甚至直接下逐客令:“公事繁多,不留蕭諭德了。”
蕭諭德頓時不可置信到老臉辣紅:說來,他雖然官位低眼前的姜相一級,但他年紀可是已過五旬,入朝資歷也老。
這位年輕的姜相也太不給面子了!方才這些話,與直接指著他道‘你不配過問,更不配管’有什麼區別?
若是就這麼被‘逐客’了,他以後還怎麼見人?
於是蕭德昭也顧不上什麼委婉暗示了,語氣也生硬了起來道:“臣此番前來,也帶著太子之意。”
然後看著眼前姜相:你有本事把太子之意也趕出去。
卻見方才逐客的姜相,神色轉換如行雲流水,對他道:“太子之意請坐。
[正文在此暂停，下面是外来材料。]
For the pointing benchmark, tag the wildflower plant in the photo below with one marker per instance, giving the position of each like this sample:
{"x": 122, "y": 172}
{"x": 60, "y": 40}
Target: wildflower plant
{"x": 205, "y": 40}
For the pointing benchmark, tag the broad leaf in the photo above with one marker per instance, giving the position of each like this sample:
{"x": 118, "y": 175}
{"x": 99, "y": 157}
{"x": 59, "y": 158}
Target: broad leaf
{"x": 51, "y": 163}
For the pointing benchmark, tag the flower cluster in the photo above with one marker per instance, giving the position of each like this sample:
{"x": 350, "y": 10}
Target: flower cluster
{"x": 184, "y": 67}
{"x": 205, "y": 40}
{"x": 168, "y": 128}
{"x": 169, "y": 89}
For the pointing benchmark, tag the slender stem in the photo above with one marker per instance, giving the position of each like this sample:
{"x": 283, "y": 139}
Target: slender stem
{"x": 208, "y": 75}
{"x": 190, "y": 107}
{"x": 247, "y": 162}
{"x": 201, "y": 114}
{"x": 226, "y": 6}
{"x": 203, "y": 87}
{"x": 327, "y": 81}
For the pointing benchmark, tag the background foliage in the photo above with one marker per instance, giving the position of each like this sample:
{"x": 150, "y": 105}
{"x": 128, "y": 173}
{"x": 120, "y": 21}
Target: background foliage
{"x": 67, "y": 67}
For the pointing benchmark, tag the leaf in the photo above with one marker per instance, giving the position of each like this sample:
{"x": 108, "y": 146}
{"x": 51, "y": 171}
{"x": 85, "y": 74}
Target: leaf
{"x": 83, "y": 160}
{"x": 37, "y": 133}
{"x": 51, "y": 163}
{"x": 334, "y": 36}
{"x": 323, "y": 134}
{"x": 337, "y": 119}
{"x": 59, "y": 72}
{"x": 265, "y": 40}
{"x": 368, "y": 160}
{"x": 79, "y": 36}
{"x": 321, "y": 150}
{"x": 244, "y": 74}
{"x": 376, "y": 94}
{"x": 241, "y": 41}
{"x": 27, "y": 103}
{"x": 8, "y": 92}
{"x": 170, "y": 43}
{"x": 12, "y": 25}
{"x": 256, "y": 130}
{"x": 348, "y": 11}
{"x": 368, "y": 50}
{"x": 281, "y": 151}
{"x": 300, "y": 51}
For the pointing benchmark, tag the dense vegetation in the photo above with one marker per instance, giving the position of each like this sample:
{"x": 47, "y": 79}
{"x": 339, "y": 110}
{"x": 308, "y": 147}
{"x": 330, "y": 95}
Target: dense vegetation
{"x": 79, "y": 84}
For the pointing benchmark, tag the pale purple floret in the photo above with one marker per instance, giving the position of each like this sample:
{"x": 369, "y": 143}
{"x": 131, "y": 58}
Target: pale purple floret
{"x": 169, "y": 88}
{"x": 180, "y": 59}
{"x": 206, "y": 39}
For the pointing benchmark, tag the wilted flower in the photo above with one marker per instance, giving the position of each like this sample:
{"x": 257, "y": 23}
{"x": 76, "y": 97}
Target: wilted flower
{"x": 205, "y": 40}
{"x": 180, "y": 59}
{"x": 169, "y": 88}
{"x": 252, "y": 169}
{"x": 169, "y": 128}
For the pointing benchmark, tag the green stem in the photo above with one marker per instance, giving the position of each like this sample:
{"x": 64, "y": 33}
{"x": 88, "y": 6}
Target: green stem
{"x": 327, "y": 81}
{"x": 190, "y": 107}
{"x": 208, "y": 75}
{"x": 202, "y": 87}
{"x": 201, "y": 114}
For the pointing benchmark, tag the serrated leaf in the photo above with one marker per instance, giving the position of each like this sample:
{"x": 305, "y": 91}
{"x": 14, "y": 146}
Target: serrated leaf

”
蕭德昭:……感覺好像更氣了怎麼辦。這簡直是完全看不上他,只看他身後的太子啊。
姜沃確實是如此想的。
蕭德昭真不重要。要是這位竟然是自己腦袋發熱跑來給李敬玄求情,那姜沃真是沒空跟他多說。
吏部、尚書省、城建署、凌煙閣……多少事攢在手裡呢,哪有空聽人囉嗦。